Niels Arestrup (1949-2024) est mort hier, 1er décembre 2024.
Tous les médias ont largement parlé de lui, et c’est justice, insistant, comme il se doit, sur les récompenses, 3 César (dans des seconds rôles) et 4 Molière.
Et évoquant uniquement les films qui l’ont fait connaître du grand public, alors qu’il allait déjà sur sa soixantaine.
* De battre mon cœur s’est arrêté de Jacques Audiard (2005).
* Un prophète de Jacques Audiard (2008).
Et le délicieux Quai d’Orsay de Bertrand Tavernier (2013), où il avait le beau rôle, sinon le premier rôle.
Niels Arestrup n’était pas une "star" et et il n’a jamais voulu en être une, on ne concevait pas un film à partir de lui, il n’était pas "bankable", comme on dit.
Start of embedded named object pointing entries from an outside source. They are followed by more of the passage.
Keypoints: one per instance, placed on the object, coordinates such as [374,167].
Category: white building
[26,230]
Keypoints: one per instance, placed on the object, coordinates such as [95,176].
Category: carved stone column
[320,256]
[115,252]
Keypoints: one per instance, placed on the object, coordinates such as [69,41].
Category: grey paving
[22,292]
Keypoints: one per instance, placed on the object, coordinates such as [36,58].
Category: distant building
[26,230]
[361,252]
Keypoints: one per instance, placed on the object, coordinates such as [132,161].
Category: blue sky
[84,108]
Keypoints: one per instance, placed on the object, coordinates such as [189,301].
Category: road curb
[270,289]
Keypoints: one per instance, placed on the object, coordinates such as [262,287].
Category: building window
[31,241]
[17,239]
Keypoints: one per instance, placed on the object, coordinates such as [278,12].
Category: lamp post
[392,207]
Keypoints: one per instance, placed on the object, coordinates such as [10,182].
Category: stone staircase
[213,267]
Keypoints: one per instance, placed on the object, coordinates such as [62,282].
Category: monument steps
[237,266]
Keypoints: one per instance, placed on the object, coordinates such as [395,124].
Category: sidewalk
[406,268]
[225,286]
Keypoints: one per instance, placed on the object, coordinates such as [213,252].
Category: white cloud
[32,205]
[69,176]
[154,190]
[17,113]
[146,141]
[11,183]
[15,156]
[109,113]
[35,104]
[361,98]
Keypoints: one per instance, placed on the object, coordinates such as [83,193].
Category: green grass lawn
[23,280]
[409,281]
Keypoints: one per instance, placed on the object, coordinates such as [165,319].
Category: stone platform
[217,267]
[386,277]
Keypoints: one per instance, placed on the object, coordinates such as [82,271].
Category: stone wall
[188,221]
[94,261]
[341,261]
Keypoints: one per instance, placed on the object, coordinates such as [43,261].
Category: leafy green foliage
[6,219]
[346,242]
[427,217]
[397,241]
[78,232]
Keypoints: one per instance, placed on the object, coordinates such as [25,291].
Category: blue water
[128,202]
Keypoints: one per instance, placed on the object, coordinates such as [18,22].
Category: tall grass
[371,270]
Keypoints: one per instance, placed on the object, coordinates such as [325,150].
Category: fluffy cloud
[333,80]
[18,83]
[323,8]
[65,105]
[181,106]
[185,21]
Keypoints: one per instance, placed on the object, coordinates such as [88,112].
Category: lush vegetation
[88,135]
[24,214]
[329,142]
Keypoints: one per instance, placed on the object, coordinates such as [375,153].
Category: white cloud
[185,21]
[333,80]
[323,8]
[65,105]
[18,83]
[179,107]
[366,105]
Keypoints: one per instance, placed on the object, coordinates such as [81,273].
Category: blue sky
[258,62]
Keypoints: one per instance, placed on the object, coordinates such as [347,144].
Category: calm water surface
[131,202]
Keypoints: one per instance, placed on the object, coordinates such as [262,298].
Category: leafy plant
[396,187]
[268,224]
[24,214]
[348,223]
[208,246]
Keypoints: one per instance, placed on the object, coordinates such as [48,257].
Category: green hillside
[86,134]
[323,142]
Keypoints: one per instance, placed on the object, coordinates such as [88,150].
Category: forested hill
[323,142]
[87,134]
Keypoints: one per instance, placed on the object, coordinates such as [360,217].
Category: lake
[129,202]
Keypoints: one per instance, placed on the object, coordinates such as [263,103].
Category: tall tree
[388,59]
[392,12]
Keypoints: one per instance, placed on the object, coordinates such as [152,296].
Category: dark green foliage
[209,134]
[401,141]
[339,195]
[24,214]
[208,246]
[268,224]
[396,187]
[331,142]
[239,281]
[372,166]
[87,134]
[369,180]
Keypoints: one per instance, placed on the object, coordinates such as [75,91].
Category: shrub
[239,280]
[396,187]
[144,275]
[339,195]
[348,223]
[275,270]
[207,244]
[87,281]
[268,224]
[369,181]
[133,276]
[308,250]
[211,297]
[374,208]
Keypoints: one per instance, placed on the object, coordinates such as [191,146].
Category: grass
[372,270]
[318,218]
Il n’était pas du tout ignoré, mais son importance dans le cinéma français était spéciale, hybride, ambiguë, il était un acteur de poids, parfois, on ne retenait que lui et son personnage, mais il n’était pas une vedette, pas un premier rôle. C’est un peu comme si sa mort l’avait promu dans les chaumières.
Longtemps, à chaque nouveau rôle, au cinéma comme au théâtre, et aussi à la télévision, on pouvait se dire qu’il était une découverte à soi. C’est ainsi qu’on a pu flasher sur lui, dès ses débuts. Par exemple, il fut un inoubliable Lopakhine, dans La Cerisaie de Anton Tchekhov, sous la direction de Peter Brook, au début des années 1980, riche marchand parvenu, et toujours moujik. Rétrospectivement, maintenant qu’on en sait plus sur ses origines familiales, on comprend où l’acteur avait pu puiser en lui tant de sincérité et de puissance.
Ses origines ne sont pas anecdotiques. Son père était danois, en 1943, il avait fui son pays envahi par les Allemands, il pensait s’embarquer pour les USA, mais il avait rencontré une Française. Ils s’installèrent en banlieue parisienne et, après la naissance de leur fils unique, devinrent une famille ouvrière comme les autres. Niels Arestrup, lui, mauvais élève, fit quelques belles rencontres, dont Samy Pavel (né en 1944) et Tania Balachova (1902-1973), et commença, à 24 ans, en 1973, une longue carrière de 91 films. Pendant 50 ans, il n’aura jamais cessé de tourner, et n’aura eu aucune éclipse, avec des apogées, et, la plupart du temps, des films solides.
Cette carrière a été essentiellement française, la France aura été la destination finale de sa famille. Les USA ne furent pas pour lui, pas plus que pour son père, à part un tout petit rôle dans un film au succès d’estime de Steven Spielberg, War Horse (2011), ou de loin, avec Julian Schnabel, deux films, Le Scaphandre et le Papillon (2007) et At Eternity’s Gate (2018).
De temps en temps, il eut aussi des opportunités européennes, la Suisse avec Francis Reusser, en 1976 et 1981, l’Italie avec Marco Ferreri en 1984, la Hongrie avec István Szabó (1991) l’Allemagne avec Volker Schlöndorff en 2014 et 2017. Mais dans l’ensemble, professionnellement, il ne voyagea pas.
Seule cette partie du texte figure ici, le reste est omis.